We are pleased to have received many constructive comments and hope to continue these fruitful discussions.
This paper presents an algorithm for semantic pattern matching across large-scale text corpora, addressing the shortcomings of exact and traditional semantic matching methods. By combining word embeddings with inverted indexing, the proposed method achieves efficient "soft" matching. It maintains search speeds comparable to exact matching while being faster and more robust than dense vector search. Tested on English, Japanese, and Latin corpora, the algorithm effectively balances speed and semantic relevance. The resulting tool is accessible via a web interface, making it useful for various applications in natural language processing and digital humanities.
On the positive note, reviewers agree that the paper introduces a straightforward and effective algorithm optimized for billion-scale corpora, offering search speeds comparable to traditional tools while providing enhanced semantic matching capabilities. This significant advancement is particularly useful for applications involving extensive datasets, such as web-scale corpora. The paper is well-written and structured clearly, making it easy to follow. The demonstration interface is functional and accessible, with examples in various languages showcasing the algorithm's broad applicability. Notably, the algorithm requires a constant amount of computationally intensive soft word comparisons relative to corpus size, ensuring flexible matching without compromising speed.
The reviewers have highlighted key areas needing enhancement, particularly the necessity for a more detailed empirical evaluation and analysis of how threshold settings impact speed and result relevance. The paper's reliance on static embeddings such as GloVe is noted as a limitation, given that these are less effective than contemporary contextual embeddings at capturing nuanced semantics. Additionally, the reviewers remarked that, despite the paper's notable technical contributions, its primary focus on linguistic applications and efficiency may not align well with venues centered on representation learning.

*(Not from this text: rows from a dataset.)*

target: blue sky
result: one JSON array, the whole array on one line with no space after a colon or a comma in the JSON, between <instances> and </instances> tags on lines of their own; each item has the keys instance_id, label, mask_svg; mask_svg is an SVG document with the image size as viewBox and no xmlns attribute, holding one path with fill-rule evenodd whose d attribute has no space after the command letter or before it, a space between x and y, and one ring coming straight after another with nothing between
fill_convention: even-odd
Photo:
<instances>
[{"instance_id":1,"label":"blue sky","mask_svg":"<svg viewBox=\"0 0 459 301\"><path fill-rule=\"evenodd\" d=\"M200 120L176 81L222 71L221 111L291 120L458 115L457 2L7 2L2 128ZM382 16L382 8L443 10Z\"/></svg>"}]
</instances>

Overall, the paper has significant merits, I recommend acceptance.
审稿人讨论附加意见
Reviewers identified several areas for improvement in the paper. Reviewer 9DuR noted a lack of detail in the description of dense vector search. Reviewer Y3Li suggested enhancing the empirical evaluation by analyzing the impact of thresholds on speed and result relevance and conducting a trade-off analysis between efficiency and qualitative outcomes. They also recommended using an information retrieval corpus to better quantify the relevance of SoftMatcha's results. Reviewer 4JZq highlighted a significant limitation: the reliance on static embeddings like GloVe, which are not as effective as modern contextual embeddings in capturing context-dependent semantics. Additionally, while the paper makes notable technical contributions, its primary focus on linguistic applications and efficiency may align more closely with venues like ACL rather than ICLR.